2p switch from National Insurance to Income Tax could raise £6 billion while protecting workers’ pay packets

The Chancellor should protect workers’ pay packets and level the playing field on how different forms of income are taxed – including a 2p cut in employee National Insurance (NI) offset by a 2p rise in Income Tax (IT) – in order to raise £6 billion in a Budget that will require significant tax increases, according to major new Resolution Foundation research published today (Tuesday).

A combination of policy-U-turns since the last Budget, higher borrowing costs and a likely downgrade to the UK’s productivity outlook mean significant fiscal consolidation will be needed for the Chancellor to meet her fiscal rules in her upcoming Budget. And with the Spending Review agreed only this summer, that consolidation will primarily need to come from tax rises.

The Foundation says that current market uncertainty means the Chancellor will need to send a decisive signal that she is prepared to take tough decisions to meet her fiscal rules. Taken together, this is likely to require tax rises of at least £20 billion a year by 2029-30.

In doing so, the Chancellor should set the UKs over £1 trillion a year tax system on an improving path and lay out a clear set of principles behind her strategy. A key priority should be protecting workers’ pay packets as much as possible, by reducing the current tax bias against employees.

The Foundation says that the previous Chancellor Jeremy Hunt rightly identified an unfair double tax on work from employee NI and IT, and the current Chancellor should continue to tackle this unfairness by switching the UK’s tax base away from the former and onto the latter. Such a switch would raise £6 billion from those who pay IT but not employee NI – including pensioners, landlords and the self-employed.

The Chancellor can go further on levelling the playing field by extending employer NI to Limited Liability Partnerships such as big law firms, and by raising taxes on dividends (where the basic rate is currently only 8.75 per cent), which together could raise another £2.5 billion.

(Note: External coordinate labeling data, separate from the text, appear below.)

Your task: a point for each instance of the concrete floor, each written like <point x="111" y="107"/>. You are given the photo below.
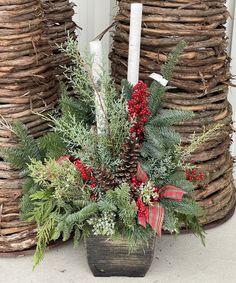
<point x="181" y="260"/>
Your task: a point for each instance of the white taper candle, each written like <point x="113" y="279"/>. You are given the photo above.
<point x="97" y="69"/>
<point x="134" y="42"/>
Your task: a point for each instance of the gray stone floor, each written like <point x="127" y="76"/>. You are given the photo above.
<point x="181" y="260"/>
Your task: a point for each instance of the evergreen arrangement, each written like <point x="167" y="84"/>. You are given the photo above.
<point x="132" y="180"/>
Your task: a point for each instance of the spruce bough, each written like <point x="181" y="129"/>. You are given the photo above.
<point x="114" y="184"/>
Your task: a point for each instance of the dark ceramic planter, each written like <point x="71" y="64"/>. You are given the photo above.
<point x="107" y="257"/>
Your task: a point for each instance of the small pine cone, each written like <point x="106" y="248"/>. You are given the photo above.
<point x="129" y="161"/>
<point x="105" y="179"/>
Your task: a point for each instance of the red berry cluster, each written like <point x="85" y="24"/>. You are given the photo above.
<point x="194" y="175"/>
<point x="142" y="208"/>
<point x="138" y="110"/>
<point x="86" y="172"/>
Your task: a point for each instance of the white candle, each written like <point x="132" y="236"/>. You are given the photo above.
<point x="97" y="69"/>
<point x="134" y="42"/>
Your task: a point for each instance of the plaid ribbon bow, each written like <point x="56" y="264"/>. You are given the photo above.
<point x="154" y="215"/>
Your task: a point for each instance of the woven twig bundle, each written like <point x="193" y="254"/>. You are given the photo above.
<point x="58" y="15"/>
<point x="27" y="85"/>
<point x="200" y="82"/>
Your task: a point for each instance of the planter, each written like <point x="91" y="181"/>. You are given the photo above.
<point x="107" y="257"/>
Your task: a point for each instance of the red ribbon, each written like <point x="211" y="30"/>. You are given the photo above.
<point x="154" y="215"/>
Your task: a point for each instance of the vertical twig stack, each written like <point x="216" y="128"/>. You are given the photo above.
<point x="58" y="16"/>
<point x="27" y="85"/>
<point x="200" y="82"/>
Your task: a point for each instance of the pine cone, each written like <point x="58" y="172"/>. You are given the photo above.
<point x="106" y="179"/>
<point x="124" y="171"/>
<point x="129" y="160"/>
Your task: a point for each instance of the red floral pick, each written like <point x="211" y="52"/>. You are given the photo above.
<point x="138" y="110"/>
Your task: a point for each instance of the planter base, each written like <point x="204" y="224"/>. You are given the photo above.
<point x="108" y="257"/>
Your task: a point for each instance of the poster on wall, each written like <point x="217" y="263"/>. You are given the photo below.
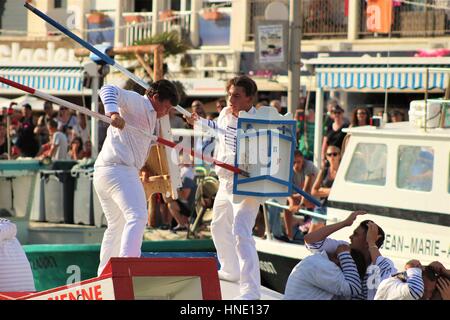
<point x="271" y="44"/>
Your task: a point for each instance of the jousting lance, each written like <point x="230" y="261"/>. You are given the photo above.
<point x="87" y="45"/>
<point x="106" y="119"/>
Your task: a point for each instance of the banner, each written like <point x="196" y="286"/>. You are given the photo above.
<point x="379" y="16"/>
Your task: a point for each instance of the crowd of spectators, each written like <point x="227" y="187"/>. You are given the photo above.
<point x="61" y="135"/>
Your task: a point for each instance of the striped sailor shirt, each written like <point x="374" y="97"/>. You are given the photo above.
<point x="126" y="147"/>
<point x="406" y="286"/>
<point x="382" y="269"/>
<point x="15" y="270"/>
<point x="318" y="278"/>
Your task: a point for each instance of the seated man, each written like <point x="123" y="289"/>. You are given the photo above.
<point x="15" y="270"/>
<point x="323" y="276"/>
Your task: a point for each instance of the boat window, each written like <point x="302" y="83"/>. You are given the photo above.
<point x="415" y="168"/>
<point x="368" y="164"/>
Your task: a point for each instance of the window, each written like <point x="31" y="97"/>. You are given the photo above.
<point x="415" y="168"/>
<point x="368" y="164"/>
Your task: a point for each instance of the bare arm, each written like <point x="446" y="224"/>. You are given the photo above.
<point x="324" y="232"/>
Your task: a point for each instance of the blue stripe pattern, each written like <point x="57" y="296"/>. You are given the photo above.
<point x="350" y="272"/>
<point x="68" y="79"/>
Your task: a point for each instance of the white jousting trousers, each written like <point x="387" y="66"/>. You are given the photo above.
<point x="123" y="201"/>
<point x="231" y="230"/>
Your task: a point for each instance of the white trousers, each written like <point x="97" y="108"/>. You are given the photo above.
<point x="231" y="230"/>
<point x="124" y="204"/>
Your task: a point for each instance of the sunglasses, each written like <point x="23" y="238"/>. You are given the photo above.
<point x="332" y="154"/>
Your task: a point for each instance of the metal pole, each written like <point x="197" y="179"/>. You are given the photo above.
<point x="295" y="25"/>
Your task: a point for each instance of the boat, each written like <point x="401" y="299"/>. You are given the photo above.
<point x="399" y="173"/>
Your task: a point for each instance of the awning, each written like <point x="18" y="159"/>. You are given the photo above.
<point x="373" y="74"/>
<point x="66" y="80"/>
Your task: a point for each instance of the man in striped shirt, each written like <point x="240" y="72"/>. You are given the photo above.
<point x="123" y="155"/>
<point x="323" y="276"/>
<point x="233" y="222"/>
<point x="408" y="285"/>
<point x="367" y="238"/>
<point x="15" y="269"/>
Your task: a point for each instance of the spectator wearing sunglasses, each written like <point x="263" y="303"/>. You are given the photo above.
<point x="335" y="136"/>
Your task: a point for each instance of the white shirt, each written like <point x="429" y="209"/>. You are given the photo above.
<point x="83" y="133"/>
<point x="394" y="288"/>
<point x="125" y="147"/>
<point x="318" y="278"/>
<point x="60" y="142"/>
<point x="375" y="273"/>
<point x="226" y="127"/>
<point x="15" y="270"/>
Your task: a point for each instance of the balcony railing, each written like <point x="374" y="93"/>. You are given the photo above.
<point x="138" y="26"/>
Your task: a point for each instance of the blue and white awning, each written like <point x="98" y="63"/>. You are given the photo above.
<point x="55" y="80"/>
<point x="377" y="78"/>
<point x="379" y="73"/>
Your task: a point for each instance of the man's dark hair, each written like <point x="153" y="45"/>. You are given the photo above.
<point x="166" y="90"/>
<point x="298" y="153"/>
<point x="246" y="83"/>
<point x="365" y="226"/>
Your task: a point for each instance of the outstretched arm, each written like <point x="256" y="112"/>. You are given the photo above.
<point x="323" y="233"/>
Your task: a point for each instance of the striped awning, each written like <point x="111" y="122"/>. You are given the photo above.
<point x="55" y="80"/>
<point x="377" y="78"/>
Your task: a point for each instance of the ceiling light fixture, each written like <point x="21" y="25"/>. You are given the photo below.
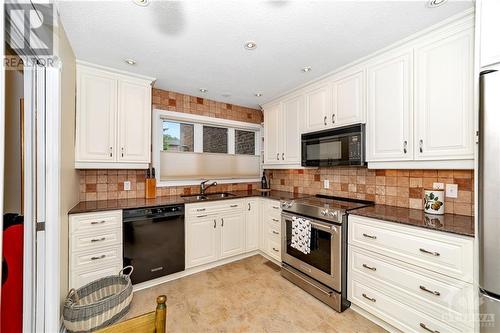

Another key principle should be to promote fair competition across business.

This can be achieved by addressing worrying growth in unpaid small-business Corporation Tax, which has trebled from £5 billion in 2018-19 to £15 billion 2023-24. Just partially rolling back this trend could raise £2 billion. The current VAT threshold of £90,000 – double the OECD average – should also be reduced over time to stop small firms from bunching just below it. Gradually lowering it to £30,000 would raise £2 billion a year by 2029-30.

Finally, the report says the Chancellor should use the tax system to help tackle pressures on the nation’s health (and NHS) as well as support its net zero ambitions.

The report calls for the government to build on the current Soft Drinks Industry Levy by adopting a broader Sugar and Salt Reformulation Tax, as proposed in the independent National Food Strategy. With rates of £4 per kg for sugar and £8 per kg for salt, applied at the industry level, such a policy could raise around £3.5 billion by 2029-30 – enough to fund scrapping the two-child limit on welfare support. The salt element alone would add an estimated 0.6-1.8 months to UK life expectancy and would relieve pressure on the NHS by cutting the prevalence of hypertension, strokes and coronary heart disease.

Applying a carbon charge to long-haul flights and shipping, and reforming Vehicle Excise Duty to account for the road damage, noise and air pollution caused by heavier vehicles (including electric SUVs) would raise around £4 billion a year.

Adam Corlett, Principal Economist at the Resolution Foundation, said:

“Policy U-turns, higher borrowing costs and lower productivity growth mean that the Chancellor will need to act to avoid borrowing costs rising even further this autumn. Significant tax rises will be needed for the Chancellor to send a clear signal that the UK’s public finances are under control.

“Any tax rises are likely to be painful but given the fallout from the recent employer NI rise, the Chancellor should do all she can to avoid loading further pain onto workers’ pay packets.

“She can do this by switching our tax base away from employee National Insurance and onto Income Tax, which is paid by a far broader group in society. This should form part of wider efforts to level the playing field on tax, such as ensuring that lawyers and landlords face the same tax rates as their clients and tenants.

“These sensible reforms would raise revenue while doing the least possible harm to workers and the wider economy. And by acting decisively, the Chancellor can turn her full attention back onto securing stronger economic growth.”